🤖 AI Summary
This work addresses the critical threat posed by generative AI–enabled photorealistic text-image forgeries to document security, a challenge inadequately tackled by existing methods that rely on isolated visual cues and lack interpretable joint reasoning. The authors propose DocShield, a unified framework that formulates document forgery analysis as a vision–logic collaborative reasoning task. It introduces a Cross-Cues-aware Chain of Thought mechanism, which iteratively cross-validates visual anomalies against textual semantics to jointly achieve detection, localization, and explanation. The study also contributes RealText-V1, a multilingual dataset annotated with pixel-level masks and expert rationales, and employs GRPO optimization with a weighted multi-task reward strategy. Evaluated on T-IC13, DocShield improves macro-average F1 by 41.4% over specialized models and by 23.4% over GPT-4o, while demonstrating robust performance on T-SROIE.
📝 Abstract
The rapid progress of generative AI has enabled increasingly realistic text-centric image forgeries, posing major challenges to document safety. Existing forensic methods mainly rely on visual cues and lack evidence-based reasoning to reveal subtle text manipulations. Detection, localization, and explanation are often treated as isolated tasks, limiting reliability and interpretability. To tackle these challenges, we propose DocShield, the first unified framework formulating text-centric forgery analysis as a visual-logical co-reasoning problem. At its core, a novel Cross-Cues-aware Chain of Thought (CCT) mechanism enables implicit agentic reasoning, iteratively cross-validating visual anomalies with textual semantics to produce consistent, evidence-grounded forensic analysis. We further introduce a Weighted Multi-Task Reward for GRPO-based optimization, aligning reasoning structure, spatial evidence, and authenticity prediction.

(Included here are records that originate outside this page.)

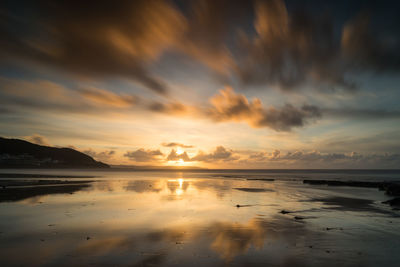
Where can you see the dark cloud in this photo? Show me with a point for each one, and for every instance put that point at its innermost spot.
(142, 155)
(174, 156)
(373, 114)
(220, 154)
(108, 98)
(173, 144)
(300, 48)
(229, 106)
(176, 108)
(363, 49)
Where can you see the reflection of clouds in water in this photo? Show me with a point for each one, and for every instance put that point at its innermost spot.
(220, 187)
(232, 239)
(34, 200)
(106, 245)
(141, 186)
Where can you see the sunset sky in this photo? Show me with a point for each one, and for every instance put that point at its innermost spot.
(215, 84)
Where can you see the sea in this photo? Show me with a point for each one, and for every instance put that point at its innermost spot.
(183, 217)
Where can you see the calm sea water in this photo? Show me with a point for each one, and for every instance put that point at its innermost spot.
(200, 218)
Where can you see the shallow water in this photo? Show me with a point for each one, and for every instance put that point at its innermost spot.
(201, 218)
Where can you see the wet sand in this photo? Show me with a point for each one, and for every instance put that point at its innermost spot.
(172, 220)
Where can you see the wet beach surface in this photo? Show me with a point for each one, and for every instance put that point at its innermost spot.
(180, 219)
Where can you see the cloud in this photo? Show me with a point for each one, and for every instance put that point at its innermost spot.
(38, 139)
(174, 156)
(175, 108)
(316, 158)
(209, 24)
(100, 156)
(362, 113)
(219, 154)
(365, 49)
(142, 155)
(299, 49)
(108, 98)
(229, 106)
(116, 40)
(173, 144)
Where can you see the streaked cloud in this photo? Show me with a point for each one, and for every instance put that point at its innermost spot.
(103, 156)
(174, 156)
(38, 139)
(174, 144)
(229, 106)
(219, 154)
(143, 155)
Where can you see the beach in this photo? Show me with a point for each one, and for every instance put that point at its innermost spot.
(197, 218)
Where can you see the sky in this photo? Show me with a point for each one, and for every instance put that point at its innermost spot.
(207, 83)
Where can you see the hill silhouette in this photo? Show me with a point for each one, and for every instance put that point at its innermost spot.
(16, 153)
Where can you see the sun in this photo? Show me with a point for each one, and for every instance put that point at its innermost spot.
(179, 151)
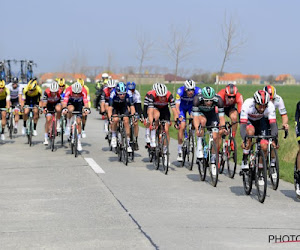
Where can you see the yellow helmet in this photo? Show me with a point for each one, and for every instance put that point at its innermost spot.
(2, 84)
(81, 81)
(61, 81)
(32, 84)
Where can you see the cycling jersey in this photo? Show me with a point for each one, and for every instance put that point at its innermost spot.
(32, 97)
(279, 104)
(158, 103)
(297, 120)
(199, 107)
(71, 98)
(120, 106)
(237, 100)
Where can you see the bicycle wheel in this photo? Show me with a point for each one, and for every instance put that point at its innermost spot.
(52, 136)
(124, 148)
(247, 177)
(214, 173)
(274, 171)
(231, 157)
(165, 153)
(75, 141)
(261, 176)
(11, 125)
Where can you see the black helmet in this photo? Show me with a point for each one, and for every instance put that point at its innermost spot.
(15, 80)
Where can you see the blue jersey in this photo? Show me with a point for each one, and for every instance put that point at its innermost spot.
(183, 99)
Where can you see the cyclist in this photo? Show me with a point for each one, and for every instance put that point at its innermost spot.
(120, 103)
(145, 116)
(51, 102)
(279, 104)
(84, 117)
(204, 112)
(62, 86)
(138, 109)
(111, 84)
(254, 110)
(297, 125)
(4, 103)
(99, 88)
(75, 100)
(15, 99)
(184, 104)
(231, 97)
(158, 109)
(32, 94)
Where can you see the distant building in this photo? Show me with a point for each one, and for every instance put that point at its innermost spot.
(285, 79)
(238, 78)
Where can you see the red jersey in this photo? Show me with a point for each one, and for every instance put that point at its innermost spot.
(238, 100)
(71, 97)
(155, 102)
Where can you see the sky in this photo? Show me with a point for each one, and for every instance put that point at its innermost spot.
(53, 32)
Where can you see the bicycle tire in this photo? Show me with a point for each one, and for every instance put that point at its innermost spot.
(52, 136)
(165, 155)
(213, 178)
(274, 170)
(11, 125)
(232, 156)
(75, 141)
(125, 148)
(261, 173)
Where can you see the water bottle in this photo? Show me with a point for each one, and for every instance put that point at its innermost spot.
(205, 151)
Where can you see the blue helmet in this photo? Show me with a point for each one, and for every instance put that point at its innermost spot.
(131, 85)
(121, 87)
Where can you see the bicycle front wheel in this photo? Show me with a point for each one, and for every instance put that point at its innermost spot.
(231, 157)
(261, 176)
(274, 170)
(213, 168)
(165, 153)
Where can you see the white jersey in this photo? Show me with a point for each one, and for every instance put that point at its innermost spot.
(136, 97)
(279, 104)
(14, 93)
(249, 112)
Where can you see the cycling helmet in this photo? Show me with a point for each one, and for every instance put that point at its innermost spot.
(261, 97)
(271, 91)
(15, 80)
(54, 86)
(32, 84)
(111, 83)
(208, 93)
(104, 75)
(81, 81)
(61, 81)
(121, 88)
(189, 84)
(2, 84)
(131, 85)
(231, 90)
(76, 88)
(160, 89)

Complementing the framework, we construct RealText-V1, a multilingual dataset of document-like text images with pixel-level manipulation masks and expert-level textual explanations. Extensive experiments show DocShield significantly outperforms existing methods, improving macro-average F1 by 41.4% over specialized frameworks and 23.4% over GPT-4o on T-IC13, with consistent gains on the challenging T-SROIE benchmark. Our dataset, model, and code will be publicly released.